La rivoluzione scientifica che stiamo vivendo ora è la più recente fase acceleratoria della rivoluzione digitale
Di fronte a tutto ciò sorgono una moltitudine di reazioni e quesiti. Dalla paura verso qualcosa di umanoide fino a preoccupazioni più articolate, quali il timore di perdere il lavoro ed essere sostituiti da computer intelligenti.

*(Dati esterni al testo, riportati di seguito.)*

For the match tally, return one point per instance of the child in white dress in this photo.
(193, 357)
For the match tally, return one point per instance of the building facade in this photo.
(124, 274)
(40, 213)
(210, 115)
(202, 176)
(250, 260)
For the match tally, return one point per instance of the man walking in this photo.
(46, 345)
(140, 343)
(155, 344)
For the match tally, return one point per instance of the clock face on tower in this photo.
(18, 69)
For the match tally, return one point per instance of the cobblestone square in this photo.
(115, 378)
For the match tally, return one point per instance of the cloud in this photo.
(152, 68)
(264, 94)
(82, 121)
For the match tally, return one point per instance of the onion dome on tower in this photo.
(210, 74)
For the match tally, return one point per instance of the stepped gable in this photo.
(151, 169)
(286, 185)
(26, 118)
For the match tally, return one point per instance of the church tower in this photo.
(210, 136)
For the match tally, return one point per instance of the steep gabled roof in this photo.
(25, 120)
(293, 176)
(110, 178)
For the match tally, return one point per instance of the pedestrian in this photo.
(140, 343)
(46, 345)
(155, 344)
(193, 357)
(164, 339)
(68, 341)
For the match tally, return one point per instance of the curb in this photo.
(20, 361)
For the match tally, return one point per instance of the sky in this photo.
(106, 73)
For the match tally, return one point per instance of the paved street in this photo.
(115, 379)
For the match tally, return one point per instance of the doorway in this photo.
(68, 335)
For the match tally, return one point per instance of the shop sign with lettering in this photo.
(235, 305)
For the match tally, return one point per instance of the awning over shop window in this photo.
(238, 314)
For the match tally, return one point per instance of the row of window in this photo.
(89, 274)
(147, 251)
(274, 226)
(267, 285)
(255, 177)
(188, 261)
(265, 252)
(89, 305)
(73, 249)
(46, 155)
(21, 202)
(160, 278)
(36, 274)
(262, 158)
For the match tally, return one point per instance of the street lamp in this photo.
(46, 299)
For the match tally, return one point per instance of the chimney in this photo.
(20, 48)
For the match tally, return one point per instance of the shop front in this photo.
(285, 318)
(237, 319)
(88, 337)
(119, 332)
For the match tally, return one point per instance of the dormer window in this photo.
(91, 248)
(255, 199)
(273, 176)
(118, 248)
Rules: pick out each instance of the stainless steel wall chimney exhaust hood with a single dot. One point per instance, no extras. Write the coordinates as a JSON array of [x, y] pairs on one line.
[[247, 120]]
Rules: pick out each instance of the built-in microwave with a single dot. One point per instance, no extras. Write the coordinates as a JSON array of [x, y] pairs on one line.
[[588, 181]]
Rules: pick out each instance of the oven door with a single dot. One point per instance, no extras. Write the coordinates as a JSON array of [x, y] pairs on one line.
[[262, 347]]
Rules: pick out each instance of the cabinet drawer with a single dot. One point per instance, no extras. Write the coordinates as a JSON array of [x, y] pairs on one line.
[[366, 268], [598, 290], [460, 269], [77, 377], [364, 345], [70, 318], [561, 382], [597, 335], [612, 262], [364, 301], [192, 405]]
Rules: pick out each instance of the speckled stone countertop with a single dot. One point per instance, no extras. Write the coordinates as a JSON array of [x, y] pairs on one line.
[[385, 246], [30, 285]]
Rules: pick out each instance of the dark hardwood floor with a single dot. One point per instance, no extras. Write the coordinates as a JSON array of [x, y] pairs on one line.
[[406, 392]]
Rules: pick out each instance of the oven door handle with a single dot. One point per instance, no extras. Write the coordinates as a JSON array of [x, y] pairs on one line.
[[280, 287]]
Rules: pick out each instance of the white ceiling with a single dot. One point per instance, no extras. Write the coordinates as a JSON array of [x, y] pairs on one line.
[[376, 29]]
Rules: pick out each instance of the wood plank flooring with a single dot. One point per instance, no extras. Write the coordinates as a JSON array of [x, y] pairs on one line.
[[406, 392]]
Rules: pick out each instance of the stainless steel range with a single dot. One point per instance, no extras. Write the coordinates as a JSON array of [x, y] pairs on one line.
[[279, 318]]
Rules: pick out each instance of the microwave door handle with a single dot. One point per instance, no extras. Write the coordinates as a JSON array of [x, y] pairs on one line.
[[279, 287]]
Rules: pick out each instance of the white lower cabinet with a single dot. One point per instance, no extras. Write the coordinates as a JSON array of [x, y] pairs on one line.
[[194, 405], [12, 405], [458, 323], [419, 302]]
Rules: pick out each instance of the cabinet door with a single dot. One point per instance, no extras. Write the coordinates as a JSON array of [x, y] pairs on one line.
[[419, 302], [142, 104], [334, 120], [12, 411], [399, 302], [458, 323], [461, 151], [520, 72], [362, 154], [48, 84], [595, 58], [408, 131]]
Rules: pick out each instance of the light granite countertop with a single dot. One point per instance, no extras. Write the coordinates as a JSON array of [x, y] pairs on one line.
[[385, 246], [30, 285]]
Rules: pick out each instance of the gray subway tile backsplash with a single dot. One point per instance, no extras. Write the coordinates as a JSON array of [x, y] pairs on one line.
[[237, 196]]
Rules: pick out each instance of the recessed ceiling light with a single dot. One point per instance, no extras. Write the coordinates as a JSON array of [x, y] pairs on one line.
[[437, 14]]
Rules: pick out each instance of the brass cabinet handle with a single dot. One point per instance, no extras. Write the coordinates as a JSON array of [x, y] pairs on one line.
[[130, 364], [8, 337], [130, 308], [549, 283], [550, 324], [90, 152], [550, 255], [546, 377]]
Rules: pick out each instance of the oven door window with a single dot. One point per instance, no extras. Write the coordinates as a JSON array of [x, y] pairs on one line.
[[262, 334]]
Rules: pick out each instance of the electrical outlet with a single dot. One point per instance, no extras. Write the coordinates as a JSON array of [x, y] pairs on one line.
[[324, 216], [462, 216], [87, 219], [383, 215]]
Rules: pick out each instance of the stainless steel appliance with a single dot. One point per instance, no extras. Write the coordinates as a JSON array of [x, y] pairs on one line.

Nel panorama internazionale il nostro Paese si trova in una situazione particolarmente delicata. Da un'iniziativa partita dal governo francese, l’intera Europa si sta coordinando per riuscire a reggere il confronto con Stati Uniti e Cina. I primi, infatti, possono contare su una posizione di vantaggio ottenuta dalla Silicon Valley, la seconda li ha praticamente raggiunti grazie alla centralizzazione politica e alle poderose risorse economiche che ha a disposizione. Nessun Paese europeo può farcela da solo e men che meno l’Italia che non può contare, a differenza di Francia e Germania, su un'industria di scala nazionale che possa anticipare i co-investimenti necessari.
Il nostro Paese ha comunque delle buone opportunità per non rimanere indietro e posizionarsi bene nel continente europeo. Anzitutto ha il capitale culturale necessario per affrontare la sfida. L’irrobustimento della ricerca di punta nel settore dell’intelligenza artificiale può dare un contributo fondamentale. In primis, devono farsi avanti le scienze dure quali la matematica, la fisica e l’informatica, ma anche tutti i necessari studi interdisciplinari che riguardano i campi dell’economia, della giurisprudenza, dell’etica, che dovranno regolare le applicazioni concrete di quelle ricerche. Queste ultime spaziano in direzioni quali il riconoscimento vocale del linguaggio umano, la progettazione di nuovi medicinali, la diagnostica medica, la decodifica funzionale del genoma, la guida automobilistica senza pilota. La struttura economico-finanziaria del nostro Paese, con la sua abbondanza di piccole e medie imprese, avrà la possibilità di alimentarsi e alimentare questi nuovi sviluppi.
Abbiamo il dovere di essere ottimisti nei confronti di queste prospettive. Agli studi bisogna affiancare un lavoro politico di grande attenzione e far sì che le nuove frontiere del digitale esprimano il loro potenziale in modo virtuoso. Una condizione sarà quella di distribuire in modo sensato le opportunità che esse sapranno generare e, soprattutto, di gestire bene il periodo transiente di trasformazione del mondo del lavoro a cui si andrà incontro.
La scienza e i suoi prodotti sono oggi più che mai a nostra disposizione. Più che il remoto e fantascientifico pericolo di essere sterminati da macchine intelligenti, dovrebbe preoccupare quello di dover comprare dall’estero anche i prodotti di questa nuova tecnologia, quando invece abbiamo tutte le risorse di ingegno per produrla ad altissimo livello.